Tuesday, December 13, 2011

Dinner for Fussbudgets

You know how my posts are usually all sunshine and roses about how much I love my life and cooking and how grateful I am for everything?

Yeah, well this one's going to be a little different because I really woke up on the wrong side of the bed today.

It's no big deal, just one of those times when it feels like the world is absolutely pigpiling on top of me. You know. It's the kind of series of events where you start to wonder if maybe you are paying some kind of karmic debt.

I'm in such a bad mood that I didn't even want to cook the recipe I'd picked out for tonight - a soup that I'll hopefully share with you sometime later this week. No. No soup for me. I'm in a bad mood. There will be no cooking tonight.

Unfortunately, there's no remedy for this mood. Ok, that's a huge lie. There probably is a remedy and I'm sure it's made by Pfizer. That said, I am pretty sure the remedy I need is that something unexpectedly good needs to happen. Like magic, I'll snap out of it. Might be a day or two, can't really say. But it'll happen. It always does.

In the meantime, I am going to share with you my dinner tonight. It's a Dinner for Fussbudgets. Fussbudget was Mom's word for us when we were babies and just could not under any circumstances be consoled. I especially remember it being applied to Miss Liz. 

Anyway, Dinner for Fussbudgets sounds about right for me tonight. Here are the rules:

1. This is no time for Two Buck Chuck. Open some good wine. 

Thank you, Kevin and Christine, for providing me with this delicious wine. You are the Jesus-at-the-Wedding to my jugs-of-water-bad-mood.

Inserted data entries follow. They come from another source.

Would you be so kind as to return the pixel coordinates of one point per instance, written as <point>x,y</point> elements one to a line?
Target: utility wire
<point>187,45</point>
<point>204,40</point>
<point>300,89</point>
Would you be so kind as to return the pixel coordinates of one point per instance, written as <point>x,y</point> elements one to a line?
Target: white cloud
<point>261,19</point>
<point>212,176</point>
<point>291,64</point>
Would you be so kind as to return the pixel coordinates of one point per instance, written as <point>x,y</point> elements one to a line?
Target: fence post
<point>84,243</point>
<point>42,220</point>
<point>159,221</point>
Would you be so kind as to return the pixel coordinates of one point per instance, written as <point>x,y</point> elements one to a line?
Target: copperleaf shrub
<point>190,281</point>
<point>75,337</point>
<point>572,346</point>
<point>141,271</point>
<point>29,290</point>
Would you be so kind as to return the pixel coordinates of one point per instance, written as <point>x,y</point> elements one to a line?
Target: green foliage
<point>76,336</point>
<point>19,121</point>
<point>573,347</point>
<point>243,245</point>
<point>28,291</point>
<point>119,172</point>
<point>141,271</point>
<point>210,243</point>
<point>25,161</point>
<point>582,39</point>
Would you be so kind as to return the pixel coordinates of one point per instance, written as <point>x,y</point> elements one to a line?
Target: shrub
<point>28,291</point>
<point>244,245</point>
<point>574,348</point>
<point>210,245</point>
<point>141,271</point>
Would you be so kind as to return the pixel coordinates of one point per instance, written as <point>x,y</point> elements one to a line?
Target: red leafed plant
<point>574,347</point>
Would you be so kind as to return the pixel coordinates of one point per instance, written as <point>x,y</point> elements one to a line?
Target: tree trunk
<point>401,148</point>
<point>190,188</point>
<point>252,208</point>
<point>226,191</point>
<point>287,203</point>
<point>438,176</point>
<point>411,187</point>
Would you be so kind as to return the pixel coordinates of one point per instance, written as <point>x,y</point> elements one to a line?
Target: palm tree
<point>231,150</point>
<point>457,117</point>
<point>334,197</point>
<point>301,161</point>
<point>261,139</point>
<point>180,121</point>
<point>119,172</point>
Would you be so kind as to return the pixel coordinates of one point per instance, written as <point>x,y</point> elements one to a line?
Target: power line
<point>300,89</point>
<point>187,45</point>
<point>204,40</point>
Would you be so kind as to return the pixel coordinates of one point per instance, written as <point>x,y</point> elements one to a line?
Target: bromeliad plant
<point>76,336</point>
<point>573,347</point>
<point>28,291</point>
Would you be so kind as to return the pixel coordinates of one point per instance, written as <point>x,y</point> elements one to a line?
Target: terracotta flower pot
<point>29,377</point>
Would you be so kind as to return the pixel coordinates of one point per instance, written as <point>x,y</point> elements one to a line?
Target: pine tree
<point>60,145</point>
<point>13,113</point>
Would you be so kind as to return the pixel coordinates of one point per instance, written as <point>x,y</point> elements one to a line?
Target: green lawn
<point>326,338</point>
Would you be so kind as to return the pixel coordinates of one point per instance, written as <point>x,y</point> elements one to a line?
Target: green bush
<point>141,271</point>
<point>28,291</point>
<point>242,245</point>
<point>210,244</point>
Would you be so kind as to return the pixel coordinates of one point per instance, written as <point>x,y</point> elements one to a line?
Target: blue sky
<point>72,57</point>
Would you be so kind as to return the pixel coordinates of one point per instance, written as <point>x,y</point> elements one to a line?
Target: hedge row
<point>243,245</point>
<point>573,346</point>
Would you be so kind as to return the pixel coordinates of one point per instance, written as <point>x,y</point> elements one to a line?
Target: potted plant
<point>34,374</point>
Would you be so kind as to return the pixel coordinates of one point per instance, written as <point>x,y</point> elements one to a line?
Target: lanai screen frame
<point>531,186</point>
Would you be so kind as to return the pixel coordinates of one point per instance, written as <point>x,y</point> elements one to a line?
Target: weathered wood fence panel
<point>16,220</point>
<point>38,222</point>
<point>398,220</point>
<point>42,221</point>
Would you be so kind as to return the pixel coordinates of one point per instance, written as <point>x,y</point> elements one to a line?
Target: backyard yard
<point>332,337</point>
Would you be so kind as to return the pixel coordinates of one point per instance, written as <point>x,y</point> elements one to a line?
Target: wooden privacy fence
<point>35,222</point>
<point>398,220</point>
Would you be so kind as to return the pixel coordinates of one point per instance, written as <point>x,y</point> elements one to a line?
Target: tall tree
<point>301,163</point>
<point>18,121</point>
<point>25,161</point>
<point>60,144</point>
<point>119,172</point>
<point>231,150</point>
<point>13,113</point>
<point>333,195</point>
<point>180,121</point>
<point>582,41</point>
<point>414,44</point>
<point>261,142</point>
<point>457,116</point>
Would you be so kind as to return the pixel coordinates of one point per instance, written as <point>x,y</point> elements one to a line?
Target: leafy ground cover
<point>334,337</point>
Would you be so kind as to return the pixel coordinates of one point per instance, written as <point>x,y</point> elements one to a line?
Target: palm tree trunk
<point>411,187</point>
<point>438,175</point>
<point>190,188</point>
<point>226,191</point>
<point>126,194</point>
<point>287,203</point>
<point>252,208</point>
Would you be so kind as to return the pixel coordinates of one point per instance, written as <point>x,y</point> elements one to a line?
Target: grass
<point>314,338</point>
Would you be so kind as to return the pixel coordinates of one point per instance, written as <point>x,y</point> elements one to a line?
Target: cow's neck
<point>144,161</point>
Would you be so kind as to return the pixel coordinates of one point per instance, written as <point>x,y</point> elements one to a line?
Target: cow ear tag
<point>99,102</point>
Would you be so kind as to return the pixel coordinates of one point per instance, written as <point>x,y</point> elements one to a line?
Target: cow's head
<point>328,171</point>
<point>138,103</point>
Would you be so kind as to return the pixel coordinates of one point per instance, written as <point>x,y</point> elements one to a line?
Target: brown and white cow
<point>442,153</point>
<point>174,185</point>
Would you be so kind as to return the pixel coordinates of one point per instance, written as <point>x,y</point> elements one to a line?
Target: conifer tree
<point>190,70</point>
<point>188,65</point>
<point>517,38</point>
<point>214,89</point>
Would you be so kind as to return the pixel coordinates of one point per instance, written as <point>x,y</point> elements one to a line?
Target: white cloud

2. Cheese. Cheese is required. Splurge if you want, but you don't have to. However, if it's in your budget to get that $38.99/lb cheese I saw at Whole Foods tonight, let me know because we should really spend more time together. 

I picked a much (MUCH) more modest Gruyere. I suggest getting only a small block as you will likely eat the whole thing. Well, you will if you are me.

3. Something green. Even if pickled.

The small cup is for the olive pits. Just because you're in a bad mood doesn't mean you have to act like a heathen. See also: cloth napkin. Oh, also, this photograph is supposed to be vertical so tilt your head 90 degrees to the left because I don't feel like fixing the photo and reposting it.

4. Meats. The discerning reader will notice that one of the meats here is ham. Yeah, I hate ham with a passion reserved for few things in life. That's how bad a mood I am in. I am eating ham and I don't even care.

Not a good sign at all.

5. Carbs. Mine are in the form of these lentil crackers which are the only wheat-free cracker I've found that doesn't taste like a salt lick. They *almost* taste like normal crackers, if by "normal crackers" you mean "stale Wheat Thins". Good enough, I say. As Mom says, "beggars can't be choosers."

I don't know about "delicious" gluten-free snacking. More like "really not that bad at all" gluten-free snacking.

6. Leftovers. Whatever you have on hand that you want to eat. Tonight's special is roasted delicata squash (seen in the meat photo and below), which, as previously discussed, I am borderline obsessed with. 

And there you have it: Dinner for Fussbudgets.

In the end, it all makes me think of this t-shirt my Mom used to have:  

I just want to point out that this would be a lot easier if the turkeys would leave me the F alone. 

Also, am I an elephant in this scenario? Really? An elephant??

How rude.

1 comment:

lmajunior said...

For what it's worth, reading this cheered ME up after several hours fighting with my computer to print labels for the Christmas cards only to realize that there are quite a few incorrect addresses.